Nach dem 2. Weltkrieg wurde für den Bau eines Heimatmuseums ein total verfallener Gebäudeteil des ehemaligen Rittergutes ausgewählt. Unermüdlich und unentgeltlich arbeiteten die Natur- und Heimatfreunde, die Schnitzer und Klöpplerinnen nach Feierabend, so dass am 13. Juli 1957 das "Haus der Heimat" als Museum, wenn auch zunächst in bescheidener Form, eröffnet werden konnte.

Viele Exponate aus der 1902 gegründeten Altertümersammlung fanden hier einen neuen Platz. In unserer ständigen Ausstellung berichten wir Ihnen, soweit es unsere derzeitigen Kenntnisse gestatten, von der Besiedlungsgeschichte unserer Umgebung. Beweis dafür sind u.a. zufällige Scherbenfunde und Reste von Waldglashütten. Wir geben einen Überblick über Berufe und Gewerke, die sich auf Grund natürlicher Bedingungen im Tal der Flöha sesshaft machten, wie Köhlerei und Flößerei.

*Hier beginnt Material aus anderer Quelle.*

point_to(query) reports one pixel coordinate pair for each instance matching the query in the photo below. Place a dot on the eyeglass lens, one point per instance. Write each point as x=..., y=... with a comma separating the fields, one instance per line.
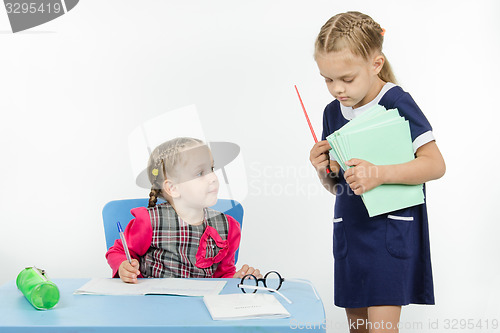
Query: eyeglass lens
x=272, y=280
x=249, y=280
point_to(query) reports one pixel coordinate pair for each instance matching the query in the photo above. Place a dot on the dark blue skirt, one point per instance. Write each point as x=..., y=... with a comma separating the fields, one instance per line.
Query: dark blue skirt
x=380, y=260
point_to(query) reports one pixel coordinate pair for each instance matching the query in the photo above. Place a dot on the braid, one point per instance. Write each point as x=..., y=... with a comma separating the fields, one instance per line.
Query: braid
x=153, y=197
x=358, y=33
x=162, y=163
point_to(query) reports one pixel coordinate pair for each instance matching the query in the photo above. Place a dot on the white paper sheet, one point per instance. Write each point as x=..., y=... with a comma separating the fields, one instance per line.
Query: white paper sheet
x=244, y=306
x=169, y=286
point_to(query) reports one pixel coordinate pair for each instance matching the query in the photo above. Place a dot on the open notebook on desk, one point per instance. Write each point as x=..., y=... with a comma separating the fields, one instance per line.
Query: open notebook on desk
x=167, y=286
x=380, y=137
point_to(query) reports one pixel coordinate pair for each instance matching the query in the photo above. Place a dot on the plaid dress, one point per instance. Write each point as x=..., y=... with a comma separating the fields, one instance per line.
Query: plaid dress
x=181, y=250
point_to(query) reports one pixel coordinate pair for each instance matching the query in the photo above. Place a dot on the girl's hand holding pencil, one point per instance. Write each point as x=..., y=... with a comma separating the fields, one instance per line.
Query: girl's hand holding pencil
x=129, y=272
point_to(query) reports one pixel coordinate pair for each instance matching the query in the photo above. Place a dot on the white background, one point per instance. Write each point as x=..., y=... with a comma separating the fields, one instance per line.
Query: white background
x=72, y=91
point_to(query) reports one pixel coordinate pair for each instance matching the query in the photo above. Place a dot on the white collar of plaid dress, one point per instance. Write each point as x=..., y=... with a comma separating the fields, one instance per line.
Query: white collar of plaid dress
x=201, y=260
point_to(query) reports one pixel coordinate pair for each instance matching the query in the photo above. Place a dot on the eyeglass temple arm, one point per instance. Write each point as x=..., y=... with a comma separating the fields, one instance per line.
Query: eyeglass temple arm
x=264, y=288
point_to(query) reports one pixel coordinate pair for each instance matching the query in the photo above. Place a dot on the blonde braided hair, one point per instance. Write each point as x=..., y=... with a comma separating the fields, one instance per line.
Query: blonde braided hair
x=162, y=164
x=357, y=32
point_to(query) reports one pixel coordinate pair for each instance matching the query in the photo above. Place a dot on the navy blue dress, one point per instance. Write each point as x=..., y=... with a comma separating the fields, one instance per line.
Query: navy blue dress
x=385, y=259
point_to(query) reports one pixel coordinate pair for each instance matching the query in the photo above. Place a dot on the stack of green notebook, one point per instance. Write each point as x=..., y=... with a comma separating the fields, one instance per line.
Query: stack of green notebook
x=381, y=137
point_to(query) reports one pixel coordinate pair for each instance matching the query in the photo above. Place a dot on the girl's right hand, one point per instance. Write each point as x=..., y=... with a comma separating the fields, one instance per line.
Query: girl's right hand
x=319, y=156
x=129, y=273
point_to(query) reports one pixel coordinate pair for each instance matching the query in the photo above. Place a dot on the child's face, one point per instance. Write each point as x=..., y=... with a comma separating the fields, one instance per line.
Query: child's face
x=196, y=182
x=349, y=78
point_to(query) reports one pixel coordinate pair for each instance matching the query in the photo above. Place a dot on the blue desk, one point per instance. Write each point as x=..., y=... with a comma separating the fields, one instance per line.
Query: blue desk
x=88, y=313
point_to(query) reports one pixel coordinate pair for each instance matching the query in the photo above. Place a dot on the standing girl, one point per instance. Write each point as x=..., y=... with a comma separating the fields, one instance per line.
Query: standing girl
x=382, y=262
x=180, y=238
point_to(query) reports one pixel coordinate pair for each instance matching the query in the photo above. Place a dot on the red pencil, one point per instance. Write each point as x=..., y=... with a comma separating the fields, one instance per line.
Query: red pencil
x=328, y=170
x=307, y=117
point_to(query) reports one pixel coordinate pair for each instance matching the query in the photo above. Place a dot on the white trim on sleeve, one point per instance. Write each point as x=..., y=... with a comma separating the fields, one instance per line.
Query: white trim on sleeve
x=422, y=139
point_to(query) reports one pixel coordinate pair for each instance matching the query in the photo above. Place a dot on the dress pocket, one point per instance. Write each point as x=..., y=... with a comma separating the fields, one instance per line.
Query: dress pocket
x=398, y=236
x=339, y=240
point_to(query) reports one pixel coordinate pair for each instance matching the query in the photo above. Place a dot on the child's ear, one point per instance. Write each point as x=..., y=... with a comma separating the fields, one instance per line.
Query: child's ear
x=170, y=189
x=378, y=63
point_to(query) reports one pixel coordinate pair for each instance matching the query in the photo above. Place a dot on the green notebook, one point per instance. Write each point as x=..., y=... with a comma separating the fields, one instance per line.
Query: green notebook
x=382, y=138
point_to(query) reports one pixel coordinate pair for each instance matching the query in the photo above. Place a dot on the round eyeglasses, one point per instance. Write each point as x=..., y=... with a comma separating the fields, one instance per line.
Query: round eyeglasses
x=272, y=280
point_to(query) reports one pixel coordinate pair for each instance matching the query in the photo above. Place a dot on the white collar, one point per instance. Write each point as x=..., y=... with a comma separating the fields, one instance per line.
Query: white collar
x=349, y=113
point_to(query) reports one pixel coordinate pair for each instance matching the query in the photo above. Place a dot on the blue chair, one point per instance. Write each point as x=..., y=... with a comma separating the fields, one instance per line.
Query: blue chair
x=119, y=210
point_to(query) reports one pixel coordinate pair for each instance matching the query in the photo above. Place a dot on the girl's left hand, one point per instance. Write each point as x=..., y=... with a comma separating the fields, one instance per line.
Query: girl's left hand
x=245, y=270
x=363, y=176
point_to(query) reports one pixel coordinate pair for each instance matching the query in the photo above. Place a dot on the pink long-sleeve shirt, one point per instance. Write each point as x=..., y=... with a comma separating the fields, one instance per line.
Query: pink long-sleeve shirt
x=139, y=235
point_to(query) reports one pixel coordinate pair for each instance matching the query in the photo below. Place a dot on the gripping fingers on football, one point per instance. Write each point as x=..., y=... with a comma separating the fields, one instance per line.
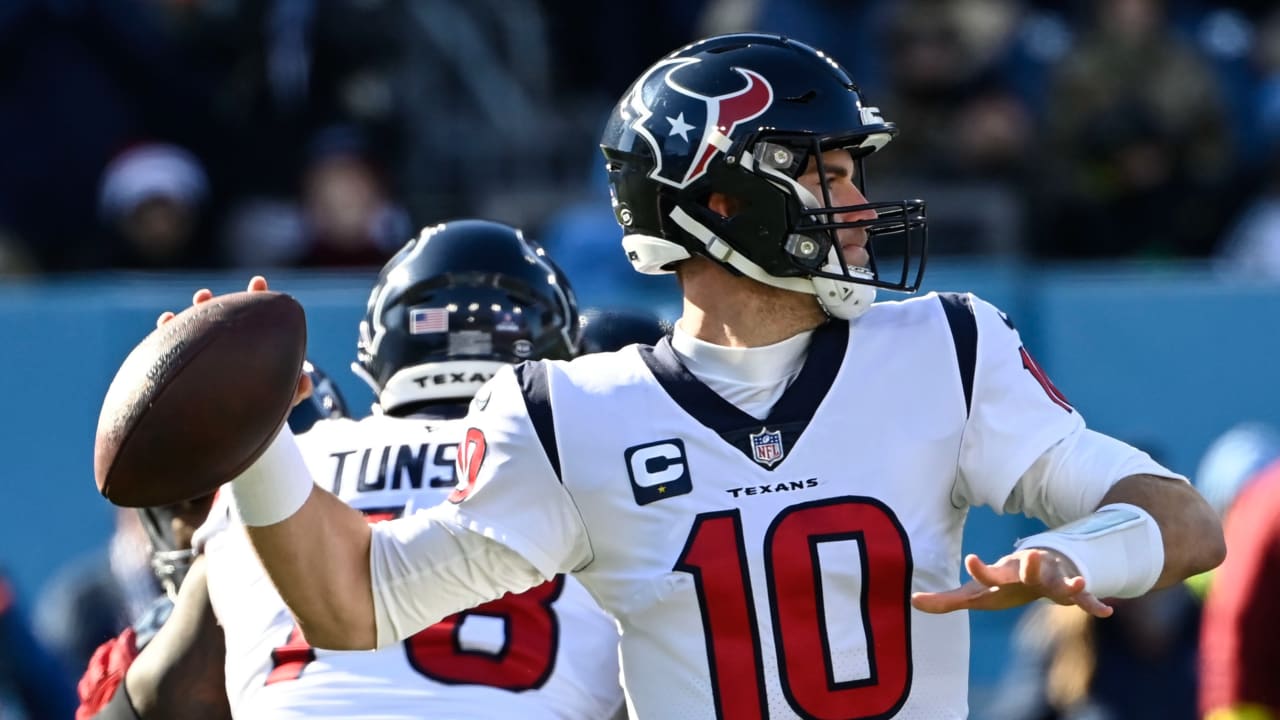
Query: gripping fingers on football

Eine Bauernstube um 1800 vermittelt einen Einblick in die Lebensweise und das Brauchtum hier ansässiger Menschen. Bereits in der Holzordnung des Kurfürsten August von 1560 lesen wir "... von allerlei Handwerckleuth, auf welche Holz zu Kandeln, schüsseln, teller, schöffel, truhen, schauffeln, brechen, rollen, siebe, wasserkannen und dergleichen hölzern gefäß machen ...". Das dürfte der Beleg für den Beginn einer gewerblichen Holznutzung, Be- und Verarbeitung gewesen sein.

Um 1700 betrieben bereits zwei Olbernhauer Familien Zinngießerei. Nun können Sie sich an der Vielfalt schönen Zinngeschirrs erfreuen. Besondere Bedeutung erlangte die Olbernhauer Gewehrmanufaktur, die über 150 Jahre lang als Hauptlieferant und Waffenschmiede der sächsischen Armee galt. 1857 ging sie in Konkurs, weil sich die Zunftmeister weigerten, auf industrielle Großproduktion umzusteigen. Eine Jagdflinte und ein Schützengewehr mit Olbernhauer Meisterzeichen können wir unseren Besuchern in einer Wandvitrine zeigen.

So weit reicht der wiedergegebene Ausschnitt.